Chez Diesel, la conceptualité tourne principalement autour du tissu et des traitements appliqués à ce tissu, un jeu de transformations qui se manifeste particulièrement dans le denim, le matériau qui a défini le succès de la marque au début des années 2000. Glenn Martens se souvient même avoir économisé son premier salaire pour s'offrir une paire de jeans Diesel. « Le denim est un tissu très facile à porter », explique-t-il. « Sa structure est solide et stable, mais en même temps, il est malléable.

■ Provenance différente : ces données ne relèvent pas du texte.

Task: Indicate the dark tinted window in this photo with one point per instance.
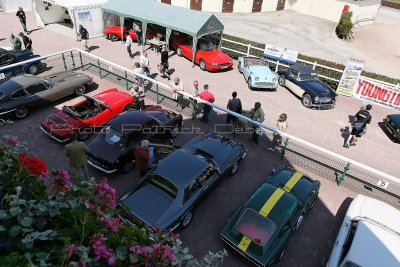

Il convient à toutes les occasions, en fonction de la façon dont vous le combinez. Avec des talons hauts, vous pouvez vous rendre à un cocktail, avec des chaussures de montagne, vous pouvez faire de la randonnée, avec des sneakers, vous pouvez aller à une rave. C'est pourquoi je l'adore, pour sa polyvalence. » Il y a indéniablement une certaine démocratie dans le travail de Martens pour Diesel, que ce soit dans la conception des vêtements ou dans l'impératif de transmettre un message mondial allant de l'inclusivité à la durabilité. « Bien sûr, nous ne sommes pas des bienfaiteurs », plaisante-t-il, « mais en termes de responsabilité, elle n'est plus la même qu'elle l'était dans les années 1990, surtout pour une marque de lifestyle comme Diesel. C'est une responsabilité qui découle du fait que l'on sait que l'on s'adresse à un large public. » La conversation s'oriente ensuite vers les années 2000, évoquant la manière dont les créations Diesel ont contribué à réhabiliter une esthétique que l'on pensait définitivement dépassée, mais qui fait aujourd'hui son retour dans les rues et sur les podiums. « Je ne sais pas ce qui se passe avec cette fascination pour l'an 2000 », commente Martens. « Tout ce que je peux dire, c'est que cela vient naturellement, car Diesel est ancrée dans cette période. Tout directeur créatif intelligent qui rejoint une marque devrait s'efforcer de comprendre pourquoi cette même marque est devenue célèbre. Avec Diesel, il s'agit davantage d'un style de vie, d'une attitude sans fioritures que j'essaie de représenter à travers la marque: c’est franc, amusant et un brin impertinent, comme à l'âge d'or de MTV et du divertissement. » 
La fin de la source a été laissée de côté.